A plant-based omelette with comparable texture and protein content could more effectively address egg shortages. To strengthen the plant-based omelette prepared by frying an amaranth-protein-stabilised emulsion, with protein (11.6 %) and lipid (9.74 %) contents similar to eggs, the effect of adding soy lecithin (0.50–2.00 % w/w) to the emulsion was investigated. This approach was promising given the structural and conformational changes reportedly induced by soy lecithin upon complexation with various plant proteins. Confocal imaging and the binding energy of soy phosphatidylcholine to 11S globulin (-6.01 kcal/mol) indicated complexation between lecithin phospholipids and the proteins. This complexation exposed amino acids, including tryptophan and tyrosine, from the hydrophobic core, thereby promoting hydrogen bonding involving 7S globulin, 11S globulin, and albumin. Consequently, intermolecular β-sheet content rose from 21.5 % to 25.5 % with increasing lecithin content in the plant-based omelette. Enhanced aggregation of 11S globulin and albumin, along with lecithin-induced sulfhydryl group exposure, promoted disulfide bond formation (25.8–30.9 %) upon heating.
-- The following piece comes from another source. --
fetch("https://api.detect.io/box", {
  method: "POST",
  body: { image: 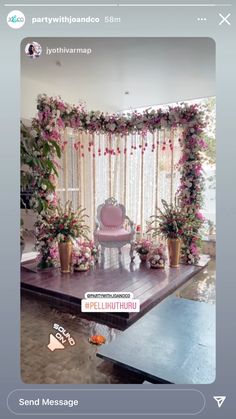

These interactions improved protein network connectivity under SEM, such that increasing lecithin content strengthened the plant-based omelette. The plant-based omelette containing 1.0 % lecithin had the closest texture to the egg omelette, with distinguishing parameters including dynamic consistency index (94.1 vs. 95.6 kPa·s^n*) and maximum creep compliance (6.12 vs. 5.98 [×10⁻⁶ Pa⁻¹]) for viscoelastic properties, along with ultimate tensile strength (22.1 vs. 21.9 kPa). As a healthy option with a similar texture, this plant-based omelette could appeal to consumers seeking sustainable, animal-friendly egg alternatives. This study demonstrated the potential of lecithin in texturing plant protein-based foods.